OBJECTIVES: Single nucleotide polymorphisms (SNPs), genetic background, and epigenetics play important roles in rheumatoid arthritis (RA). These factors can be useful in RA diagnosis, prognosis, and treatment response evaluation, particularly with the growing trends in personalized medicine. Therefore, categorizing classic genes and SNPs in RA can present an appropriate guideline for RA management.

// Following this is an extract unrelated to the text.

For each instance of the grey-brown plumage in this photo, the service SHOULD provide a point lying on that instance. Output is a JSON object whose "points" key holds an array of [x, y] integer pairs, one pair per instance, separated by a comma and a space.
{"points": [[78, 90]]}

DISCUSSION: Prognostic and diagnostic biomarkers play important roles in RA diagnosis and treatment. Categorizing SNPs is not an easy process yet, but selecting classic SNPs can be useful worldwide, according to basic similarities that exist in genomes. In this review, we compiled some of these RA-associated SNPs and biomarkers in a table, according to newly identified factors. The role of epigenetics in RA is undeniable; using epigenetic biomarkers like histone deacetylase (HDACs) can be useful in RA diagnosis and treatment. miRs such as miR-146a, miR-155, and miR-222 are useful in diagnosis and can be used in treatment by interfering with other factors’ functions. Interleukins (ILs) seem to be good prognostic and diagnostic markers and can be targeted in RA treatment.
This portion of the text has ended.